Adware and Spyware have long been the bane of computer users, probably even more than viruses. Most of the time malware authors employ the age-old art of social engineering to victimize the not so tech-savvy computer users into installing Adware and Spyware. Over time, these people came up with innovative methods to convince a user into installing these so-called AntiSpyware programs.

This time, it’s a fake Microsoft AntiSpyware website that is promoting the rogue AntiSpyware application, AntiSpyStorm. Avert had earlier blogged about rogue AntiSpyware applications like SystemDoctor and we have probably classified several hundreds of them, if not thousands. This threat appears to be a successor to the trojan FakeAlert-D.

This Fake Microsoft AntiSpyware Center page purports to be an “Online Security Scanner” which scans the system for viruses and spywares. After the dupery scanning, the user will be presented with a dubious and falsified list of Trojans after which the user will be prompted to download and install an ActiveX Control to remove the threats.

The infection starts when the unsuspecting user installs the alleged ActiveX control. The trojan hijacks the Internet explorer homepage, shows fake alerts and exaggerated security threats which instigates a user to install a trial version of AntiSpyStorm product.

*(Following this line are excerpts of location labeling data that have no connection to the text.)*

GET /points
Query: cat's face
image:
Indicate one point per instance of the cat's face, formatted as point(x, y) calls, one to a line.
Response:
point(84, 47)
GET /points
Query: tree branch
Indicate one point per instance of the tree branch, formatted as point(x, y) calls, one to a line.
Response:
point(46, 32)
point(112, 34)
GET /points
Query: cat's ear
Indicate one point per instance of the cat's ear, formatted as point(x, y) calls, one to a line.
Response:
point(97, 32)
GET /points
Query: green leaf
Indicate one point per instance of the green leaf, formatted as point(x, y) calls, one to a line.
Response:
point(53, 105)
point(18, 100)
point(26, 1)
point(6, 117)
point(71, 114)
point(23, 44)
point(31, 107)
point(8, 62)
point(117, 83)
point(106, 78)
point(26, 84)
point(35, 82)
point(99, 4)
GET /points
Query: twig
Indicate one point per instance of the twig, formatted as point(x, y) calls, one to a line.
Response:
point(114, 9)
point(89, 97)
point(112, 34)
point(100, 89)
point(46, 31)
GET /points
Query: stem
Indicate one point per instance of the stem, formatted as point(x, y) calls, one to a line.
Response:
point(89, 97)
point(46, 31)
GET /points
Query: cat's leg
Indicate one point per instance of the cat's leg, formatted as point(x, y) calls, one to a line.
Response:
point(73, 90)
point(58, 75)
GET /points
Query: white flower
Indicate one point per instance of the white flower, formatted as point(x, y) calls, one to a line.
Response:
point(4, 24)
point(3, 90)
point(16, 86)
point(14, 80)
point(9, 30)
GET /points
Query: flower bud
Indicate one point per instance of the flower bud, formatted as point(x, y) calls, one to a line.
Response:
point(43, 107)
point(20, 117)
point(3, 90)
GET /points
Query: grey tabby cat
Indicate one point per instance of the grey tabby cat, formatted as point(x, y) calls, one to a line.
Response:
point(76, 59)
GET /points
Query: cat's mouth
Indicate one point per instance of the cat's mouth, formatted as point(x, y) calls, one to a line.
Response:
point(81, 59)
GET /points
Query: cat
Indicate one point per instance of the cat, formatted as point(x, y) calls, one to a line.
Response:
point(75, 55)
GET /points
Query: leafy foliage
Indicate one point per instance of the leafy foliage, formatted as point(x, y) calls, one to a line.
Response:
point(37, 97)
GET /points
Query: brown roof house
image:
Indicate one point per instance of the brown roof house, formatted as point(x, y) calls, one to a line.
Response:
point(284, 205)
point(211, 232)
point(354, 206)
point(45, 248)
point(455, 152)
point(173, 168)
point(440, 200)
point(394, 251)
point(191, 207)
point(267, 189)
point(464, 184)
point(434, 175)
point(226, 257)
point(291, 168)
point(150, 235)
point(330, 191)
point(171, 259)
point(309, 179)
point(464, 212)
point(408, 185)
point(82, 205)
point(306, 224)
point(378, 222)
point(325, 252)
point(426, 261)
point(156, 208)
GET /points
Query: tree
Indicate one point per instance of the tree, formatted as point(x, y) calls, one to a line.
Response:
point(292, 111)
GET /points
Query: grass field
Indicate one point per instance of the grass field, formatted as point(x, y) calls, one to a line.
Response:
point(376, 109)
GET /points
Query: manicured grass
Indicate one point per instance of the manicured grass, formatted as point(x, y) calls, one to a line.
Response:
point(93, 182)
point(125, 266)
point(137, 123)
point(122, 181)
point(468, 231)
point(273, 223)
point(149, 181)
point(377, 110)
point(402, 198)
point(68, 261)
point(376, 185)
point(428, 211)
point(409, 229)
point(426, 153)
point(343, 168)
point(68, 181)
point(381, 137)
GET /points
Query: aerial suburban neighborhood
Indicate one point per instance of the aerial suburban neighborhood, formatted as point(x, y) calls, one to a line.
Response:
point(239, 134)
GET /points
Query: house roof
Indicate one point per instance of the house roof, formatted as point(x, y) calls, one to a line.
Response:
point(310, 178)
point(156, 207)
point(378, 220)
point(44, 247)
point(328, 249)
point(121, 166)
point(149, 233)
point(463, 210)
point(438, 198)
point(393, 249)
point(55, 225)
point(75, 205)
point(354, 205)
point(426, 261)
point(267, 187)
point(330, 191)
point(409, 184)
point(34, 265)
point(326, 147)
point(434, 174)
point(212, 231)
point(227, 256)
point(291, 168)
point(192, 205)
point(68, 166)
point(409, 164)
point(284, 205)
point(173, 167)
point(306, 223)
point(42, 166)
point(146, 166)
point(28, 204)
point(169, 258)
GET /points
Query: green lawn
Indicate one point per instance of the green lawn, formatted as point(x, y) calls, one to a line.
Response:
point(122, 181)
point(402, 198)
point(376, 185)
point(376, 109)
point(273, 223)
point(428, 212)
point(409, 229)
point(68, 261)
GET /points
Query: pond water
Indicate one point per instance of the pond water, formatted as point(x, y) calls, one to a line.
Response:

After installation the product offers a free system scan for threats. The reports of this scan are exaggerated and contain false errors reported as actual threat. When the user is scared into believing these threats are real, AntiSpyStorm offers the victim to download the full version and tricks the victim into entering his credit card details.

I have put together a short video which shows how an unsuspecting user could get infected.

The rogue Anti-Spyware is detected with the current DATS as Adware-AntiSpyStorm and the fake ActiveX control is detected as FakeAlert-T.